Ser responsable suele ser visto con buenos ojos. Significa que eres alguien confiable, comprometido, cumplidor y que se preocupa por los demás. Es lo opuesto a eludir la responsabilidad culpando a los otros o inventando excusas.

Sin embargo, la hiperresponsabilidad no es un valor. Cuando asumes la responsabilidad por todo y de todos, es probable que termines dejando tu vida “aparcada”, sumiéndote en un bucle de estrés e insatisfacción que no hará más que empeorar.

La trampa de la hiperresponsabilidad que debes evitar a toda costa

La hiperresponsabilidad termina siendo tóxica para todos al cabo del tiempo. [Foto: Getty Images]
La hiperresponsabilidad termina siendo tóxica para todos al cabo del tiempo. [Foto: Getty Images]

La responsabilidad siempre ha sido considerada como un valor. Asumir la responsabilidad por tus errores, meteduras de pata, opiniones, roles y reacciones emocionales es un signo de madurez. Sin embargo, es muy fácil traspasar la línea y caer en la responsabilidad excesiva.

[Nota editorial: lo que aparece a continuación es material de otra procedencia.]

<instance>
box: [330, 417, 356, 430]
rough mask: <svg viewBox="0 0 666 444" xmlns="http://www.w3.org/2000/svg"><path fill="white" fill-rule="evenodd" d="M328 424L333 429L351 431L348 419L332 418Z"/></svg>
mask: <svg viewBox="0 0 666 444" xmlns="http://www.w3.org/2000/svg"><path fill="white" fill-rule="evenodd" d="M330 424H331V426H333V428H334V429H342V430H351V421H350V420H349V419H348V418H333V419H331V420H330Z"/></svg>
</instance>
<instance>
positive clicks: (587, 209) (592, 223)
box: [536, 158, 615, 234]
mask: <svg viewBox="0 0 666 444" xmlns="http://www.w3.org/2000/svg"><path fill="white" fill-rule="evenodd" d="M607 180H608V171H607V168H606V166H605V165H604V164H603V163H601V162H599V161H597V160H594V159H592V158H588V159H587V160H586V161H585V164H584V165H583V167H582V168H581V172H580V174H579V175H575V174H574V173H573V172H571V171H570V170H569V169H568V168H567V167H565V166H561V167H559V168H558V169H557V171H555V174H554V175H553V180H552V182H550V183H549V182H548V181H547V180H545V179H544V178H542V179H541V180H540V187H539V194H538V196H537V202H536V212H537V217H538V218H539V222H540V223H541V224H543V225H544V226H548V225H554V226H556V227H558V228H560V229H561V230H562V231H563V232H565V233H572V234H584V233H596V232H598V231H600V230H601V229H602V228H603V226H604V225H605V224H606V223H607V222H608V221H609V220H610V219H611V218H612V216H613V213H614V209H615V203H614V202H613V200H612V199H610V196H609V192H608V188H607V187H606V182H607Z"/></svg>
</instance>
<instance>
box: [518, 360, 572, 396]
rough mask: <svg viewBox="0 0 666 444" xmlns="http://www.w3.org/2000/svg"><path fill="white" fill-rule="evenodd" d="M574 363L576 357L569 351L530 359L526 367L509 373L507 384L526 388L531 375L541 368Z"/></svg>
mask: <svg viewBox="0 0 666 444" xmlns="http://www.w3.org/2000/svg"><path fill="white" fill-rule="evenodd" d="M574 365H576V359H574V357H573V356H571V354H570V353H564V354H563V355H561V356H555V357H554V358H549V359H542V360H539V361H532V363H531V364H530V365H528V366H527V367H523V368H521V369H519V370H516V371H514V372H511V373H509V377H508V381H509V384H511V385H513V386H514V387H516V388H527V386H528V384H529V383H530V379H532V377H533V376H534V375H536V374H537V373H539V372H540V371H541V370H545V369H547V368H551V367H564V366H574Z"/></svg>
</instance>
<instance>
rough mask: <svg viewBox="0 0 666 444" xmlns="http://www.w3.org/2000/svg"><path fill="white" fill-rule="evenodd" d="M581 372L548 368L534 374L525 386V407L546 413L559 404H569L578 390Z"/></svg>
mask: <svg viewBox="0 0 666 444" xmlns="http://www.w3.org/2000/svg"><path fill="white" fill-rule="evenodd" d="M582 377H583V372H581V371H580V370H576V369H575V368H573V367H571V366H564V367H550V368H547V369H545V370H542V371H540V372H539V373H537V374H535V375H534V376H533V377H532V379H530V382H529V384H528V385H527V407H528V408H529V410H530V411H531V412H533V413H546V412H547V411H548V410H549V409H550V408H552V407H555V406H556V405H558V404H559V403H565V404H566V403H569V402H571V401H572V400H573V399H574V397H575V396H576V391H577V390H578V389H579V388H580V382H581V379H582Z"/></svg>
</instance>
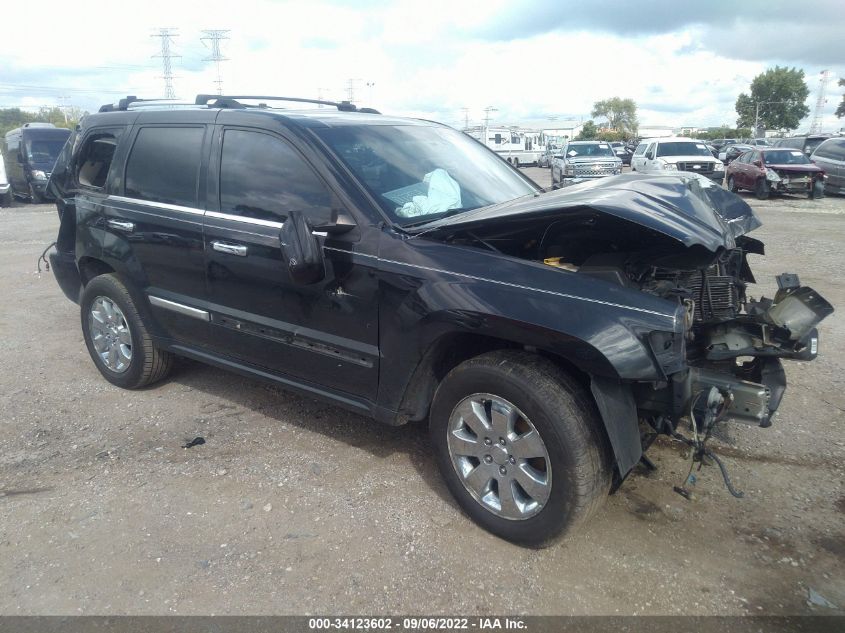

Si asumes continuamente tareas y obligaciones que corresponden a los demás, te sientes responsable por sus emociones e incluso te disculpas, aunque no hayas hecho nada mal, es probable que estés siendo hiperresponsable.

La hiperresponsabilidad es una actitud que implica sentirse directamente responsable por cosas que están fuera de tu control. Es asumir deberes que no te atañen, cargar con culpas que no son tuyas y agobiarte con problemas que no te conciernen.

Es probable que quienes te rodean estén encantados de que les restes responsabilidades y les evites esfuerzos, pero también es probable que tu vida se convierta en un auténtico calvario. Tu agenda se llenará, hasta el punto de no quedar ni un hueco libre para ti mismo, y las necesidades de los demás se multiplicarán absorbiendo tus propias necesidades, hasta llegar a anularte. Como resultado, sucumbirás ante el peso de la responsabilidad excesiva.

La hiperresponsabilidad a menudo es un síntoma del trastorno obsesivo compulsivo, aunque en otros casos las creencias disfuncionales sobre la responsabilidad provienen de la infancia. Si de niño tus padres u otros adultos te culpaban por cosas sobre las cuales no tenías ningún control, como su relación de pareja, la economía familiar o su propia insatisfacción vital, es probable que hayas crecido sintiéndote culpable y responsable por las vidas, los sentimientos y las decisiones de los demás.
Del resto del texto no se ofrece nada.